At hearing, Sens. McCain and Lieberman clash over cybersecurity measure
Sen. John McCain (R-Ariz.) accused Homeland Security Committee Chairman Joe Lieberman (I-Conn.) of trying to ram through a flawed cybersecurity bill at a hearing on Thursday.
“Unfortunately, the bill introduced by the chairman and ranking member has already been placed on the calendar by the majority leader without a single markup or any executive business meeting by any committee of relevant jurisdiction,” McCain said. “My friends, that’s wrong.”
{mosads}Lieberman and Sen. Susan Collins (R-Maine), the panel’s ranking member, argued that Congress has been working on cybersecurity legislation for years and that their bill incorporates elements of several pieces of legislation that have already been through the committee process.
“To suggest that this bill should move directly to the Senate Floor because it has ‘been around’ since 2009 is outrageous,” McCain said. “First, the bill was introduced two days ago. Secondly, where do Senate Rules state that a bill’s progress in a previous Congress can supplant the necessary work on that bill in the present one?”
McCain noted that four senators on the Homeland Security Committee were not on the panel in the previous Congress.
McCain is one of seven GOP senators who wrote to Majority Leader Harry Reid (D-Nev.) on Tuesday urging him to delay the cybersecurity measure and allow for several committees to amend it.
He said he plans to introduce his own alternative cybersecurity measure after Congress returns from its Presidents Day break.
Lieberman shook his head throughout McCain’s remarks.
“I have to be honest, I’m disappointed by your statement,” Lieberman said.
He said the bill’s sponsors have reached out to its critics, including the seven Republicans who signed the letter to Reid.
“A lot of people including yourself have not come to the table,” Lieberman said to McCain.
He added he is glad McCain will introduce his own proposal and said he plans to consider it.
Lieberman’s cybersecurity legislation would give the Homeland Security Department regulatory authority over companies with computer systems crucial to the nation’s economic and physical security. The bill would require that the companies take adequate precautions to safeguard their systems and would increase information-sharing about cyber threats between the private sector and the government.

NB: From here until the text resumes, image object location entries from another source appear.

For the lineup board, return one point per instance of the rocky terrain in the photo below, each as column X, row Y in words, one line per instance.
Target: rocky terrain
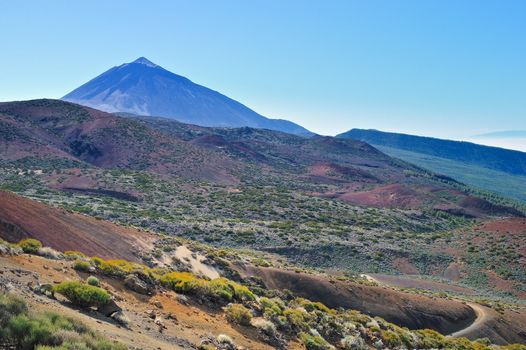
column 332, row 231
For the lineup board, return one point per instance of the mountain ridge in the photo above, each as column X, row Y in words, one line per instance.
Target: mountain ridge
column 495, row 158
column 145, row 88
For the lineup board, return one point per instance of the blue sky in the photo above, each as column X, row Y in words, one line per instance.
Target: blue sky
column 444, row 68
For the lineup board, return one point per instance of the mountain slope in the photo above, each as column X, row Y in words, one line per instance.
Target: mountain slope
column 144, row 88
column 512, row 186
column 508, row 161
column 344, row 169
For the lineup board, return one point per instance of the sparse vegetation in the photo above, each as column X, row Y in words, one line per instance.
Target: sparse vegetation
column 83, row 295
column 30, row 245
column 21, row 329
column 239, row 314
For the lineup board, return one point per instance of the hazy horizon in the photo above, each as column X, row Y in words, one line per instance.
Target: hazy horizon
column 438, row 68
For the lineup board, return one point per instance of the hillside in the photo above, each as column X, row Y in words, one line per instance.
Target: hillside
column 512, row 186
column 324, row 203
column 142, row 87
column 508, row 161
column 149, row 313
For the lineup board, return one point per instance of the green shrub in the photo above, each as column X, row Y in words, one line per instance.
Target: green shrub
column 74, row 255
column 314, row 342
column 83, row 266
column 297, row 318
column 93, row 281
column 219, row 288
column 10, row 306
column 83, row 295
column 271, row 307
column 24, row 330
column 239, row 314
column 115, row 268
column 30, row 245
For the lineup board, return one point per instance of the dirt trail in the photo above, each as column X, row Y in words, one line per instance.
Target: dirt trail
column 482, row 318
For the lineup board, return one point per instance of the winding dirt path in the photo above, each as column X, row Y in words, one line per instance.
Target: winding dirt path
column 482, row 317
column 480, row 312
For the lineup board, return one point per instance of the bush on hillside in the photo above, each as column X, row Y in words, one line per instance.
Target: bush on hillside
column 82, row 266
column 74, row 255
column 93, row 281
column 21, row 329
column 220, row 288
column 314, row 342
column 30, row 245
column 237, row 313
column 83, row 295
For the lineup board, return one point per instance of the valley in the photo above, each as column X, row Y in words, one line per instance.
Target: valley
column 320, row 218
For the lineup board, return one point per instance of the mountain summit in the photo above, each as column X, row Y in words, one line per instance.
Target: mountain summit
column 144, row 88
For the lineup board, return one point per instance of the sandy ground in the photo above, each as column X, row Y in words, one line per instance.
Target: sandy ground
column 186, row 324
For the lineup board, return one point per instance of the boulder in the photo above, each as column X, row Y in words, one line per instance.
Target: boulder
column 109, row 309
column 136, row 284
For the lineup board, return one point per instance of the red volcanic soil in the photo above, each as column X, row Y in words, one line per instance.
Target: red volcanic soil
column 409, row 310
column 388, row 196
column 24, row 218
column 328, row 172
column 515, row 226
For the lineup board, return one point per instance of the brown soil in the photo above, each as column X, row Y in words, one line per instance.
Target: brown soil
column 186, row 327
column 388, row 196
column 409, row 310
column 24, row 218
column 416, row 283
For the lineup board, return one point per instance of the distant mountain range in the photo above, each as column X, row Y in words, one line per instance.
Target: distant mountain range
column 144, row 88
column 504, row 134
column 496, row 169
column 44, row 132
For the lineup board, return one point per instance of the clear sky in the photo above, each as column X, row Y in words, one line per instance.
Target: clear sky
column 446, row 68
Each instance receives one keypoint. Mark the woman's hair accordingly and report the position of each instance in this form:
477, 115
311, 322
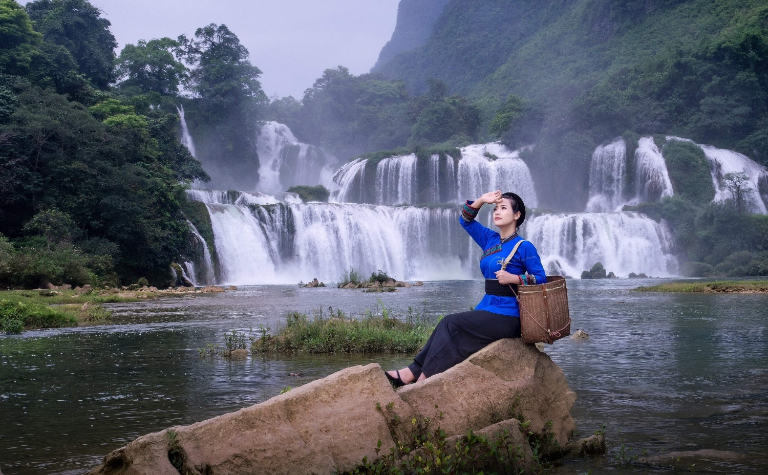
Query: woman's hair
517, 205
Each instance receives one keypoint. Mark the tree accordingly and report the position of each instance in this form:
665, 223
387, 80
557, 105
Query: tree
117, 176
738, 186
19, 43
54, 225
443, 118
224, 113
77, 25
223, 76
150, 66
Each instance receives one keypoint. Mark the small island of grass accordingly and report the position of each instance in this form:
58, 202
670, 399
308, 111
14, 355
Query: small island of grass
721, 286
342, 333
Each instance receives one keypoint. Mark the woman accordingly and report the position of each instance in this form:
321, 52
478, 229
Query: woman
497, 315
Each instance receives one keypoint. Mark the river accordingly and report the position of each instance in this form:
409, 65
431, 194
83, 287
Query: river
662, 372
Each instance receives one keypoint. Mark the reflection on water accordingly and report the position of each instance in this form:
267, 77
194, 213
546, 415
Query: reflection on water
663, 372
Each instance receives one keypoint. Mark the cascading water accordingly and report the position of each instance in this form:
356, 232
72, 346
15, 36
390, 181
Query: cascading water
395, 180
186, 139
622, 242
608, 174
286, 162
408, 179
651, 176
723, 162
493, 166
259, 240
231, 197
202, 274
606, 177
285, 243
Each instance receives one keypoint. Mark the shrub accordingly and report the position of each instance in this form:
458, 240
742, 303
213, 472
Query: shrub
15, 316
689, 171
351, 276
379, 276
696, 269
311, 193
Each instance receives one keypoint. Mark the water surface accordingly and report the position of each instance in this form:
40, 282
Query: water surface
662, 372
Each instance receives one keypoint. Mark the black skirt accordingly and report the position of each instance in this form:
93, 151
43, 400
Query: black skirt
459, 335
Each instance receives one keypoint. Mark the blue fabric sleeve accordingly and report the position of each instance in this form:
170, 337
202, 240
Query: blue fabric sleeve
532, 262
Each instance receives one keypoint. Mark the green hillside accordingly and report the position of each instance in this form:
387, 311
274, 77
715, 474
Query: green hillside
590, 70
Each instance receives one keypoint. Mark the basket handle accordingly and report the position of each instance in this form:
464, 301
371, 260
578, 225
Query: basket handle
511, 254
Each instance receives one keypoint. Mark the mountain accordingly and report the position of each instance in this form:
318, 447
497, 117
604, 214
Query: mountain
415, 19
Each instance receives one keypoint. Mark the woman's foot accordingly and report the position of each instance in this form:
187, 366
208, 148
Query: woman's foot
400, 377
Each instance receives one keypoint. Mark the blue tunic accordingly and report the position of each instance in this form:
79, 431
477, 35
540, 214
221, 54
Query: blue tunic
526, 260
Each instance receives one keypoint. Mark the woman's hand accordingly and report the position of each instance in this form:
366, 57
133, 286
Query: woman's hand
490, 197
507, 278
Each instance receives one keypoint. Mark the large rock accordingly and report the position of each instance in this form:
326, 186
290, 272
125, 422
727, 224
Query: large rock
326, 425
331, 424
504, 380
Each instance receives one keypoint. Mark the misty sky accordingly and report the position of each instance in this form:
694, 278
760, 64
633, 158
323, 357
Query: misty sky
291, 41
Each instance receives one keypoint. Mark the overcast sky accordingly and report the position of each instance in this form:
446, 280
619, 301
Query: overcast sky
291, 41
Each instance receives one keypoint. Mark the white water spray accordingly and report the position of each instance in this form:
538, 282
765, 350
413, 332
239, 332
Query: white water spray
186, 139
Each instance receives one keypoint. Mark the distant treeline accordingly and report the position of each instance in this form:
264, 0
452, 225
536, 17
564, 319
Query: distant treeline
92, 171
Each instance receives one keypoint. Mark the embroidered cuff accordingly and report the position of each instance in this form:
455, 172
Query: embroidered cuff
468, 212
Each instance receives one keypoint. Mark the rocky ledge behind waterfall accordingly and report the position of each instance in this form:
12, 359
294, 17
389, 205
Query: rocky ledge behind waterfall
331, 424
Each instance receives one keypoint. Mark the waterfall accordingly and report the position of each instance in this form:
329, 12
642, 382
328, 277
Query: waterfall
284, 243
285, 162
231, 197
351, 181
493, 166
727, 161
606, 177
408, 179
203, 274
186, 139
395, 179
622, 242
651, 176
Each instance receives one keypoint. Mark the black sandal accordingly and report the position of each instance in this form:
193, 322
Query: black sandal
396, 382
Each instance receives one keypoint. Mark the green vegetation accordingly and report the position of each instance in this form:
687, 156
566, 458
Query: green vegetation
16, 315
353, 115
689, 171
724, 286
352, 276
423, 447
341, 333
31, 309
78, 26
595, 69
223, 119
92, 171
311, 193
716, 238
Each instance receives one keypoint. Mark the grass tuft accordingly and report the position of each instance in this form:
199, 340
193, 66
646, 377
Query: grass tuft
724, 286
337, 332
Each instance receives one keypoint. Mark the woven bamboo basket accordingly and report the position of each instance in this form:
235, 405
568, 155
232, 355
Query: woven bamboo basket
544, 315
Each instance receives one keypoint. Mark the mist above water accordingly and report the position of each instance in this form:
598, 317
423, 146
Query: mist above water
400, 214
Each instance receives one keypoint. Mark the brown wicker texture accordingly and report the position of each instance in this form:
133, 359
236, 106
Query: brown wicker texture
544, 313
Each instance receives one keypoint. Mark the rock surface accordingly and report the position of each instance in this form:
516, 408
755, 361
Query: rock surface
330, 424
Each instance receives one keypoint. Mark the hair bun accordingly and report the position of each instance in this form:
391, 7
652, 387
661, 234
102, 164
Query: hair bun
517, 205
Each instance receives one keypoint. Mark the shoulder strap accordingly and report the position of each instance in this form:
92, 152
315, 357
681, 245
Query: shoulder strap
511, 254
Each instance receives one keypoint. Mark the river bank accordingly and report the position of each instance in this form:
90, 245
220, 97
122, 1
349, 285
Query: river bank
65, 307
693, 381
722, 286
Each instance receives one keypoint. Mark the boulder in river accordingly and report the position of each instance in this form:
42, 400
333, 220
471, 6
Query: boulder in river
331, 424
212, 289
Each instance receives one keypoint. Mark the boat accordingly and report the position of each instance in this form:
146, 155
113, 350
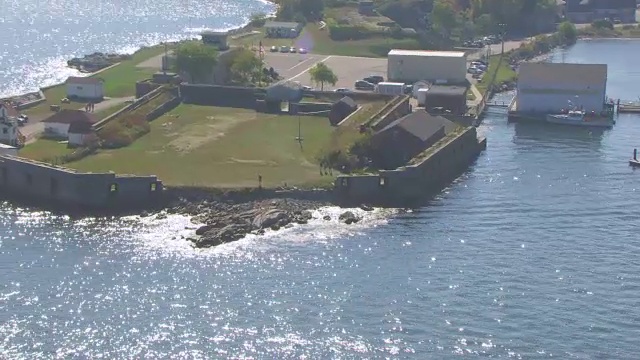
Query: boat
578, 117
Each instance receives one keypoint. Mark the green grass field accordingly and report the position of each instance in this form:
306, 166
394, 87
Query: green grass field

McCain said he is concerned the bill will duplicate cybersecurity efforts by the Defense Department, grow the budget deficit and impose burdensome regulations on businesses.
“If the legislation before us today were enacted into law, unelected bureaucrats at the DHS could promulgate prescriptive regulations on American businesses, which own roughly 90 percent of critical cyber infrastructure,” McCain said. “The regulations that would be created under this new authority would stymie job-creation, blur the definition of private property rights and divert resources from actual cybersecurity to compliance with government mandates.”
Lieberman and Collins argued that their bill is about security — not regulation. Their legislation, they said, will protect American businesses by guarding against cyber threats.
Sen. Jay Rockefeller (D-W.Va.), Sen. Dianne Feinstein (D-Calif.) and Homeland Security Secretary Janet Napolitano warned the committee there could be grave consequences if Congress does not act to protect cybersecurity.
“Think about how many people could die if a cyber terrorist attacked our air traffic control system and planes slammed into one another,” Rockefeller said. “Or if rail-switching networks were hacked — causing trains carrying people, or hazardous materials — to derail and collide in the midst of some of our most populated urban areas, like Chicago, New York, San Francisco or Washington.”
Feinstein said she hopes to add an amendment on the Senate floor to establish a national requirement for companies to notify their consumers if their data is hacked.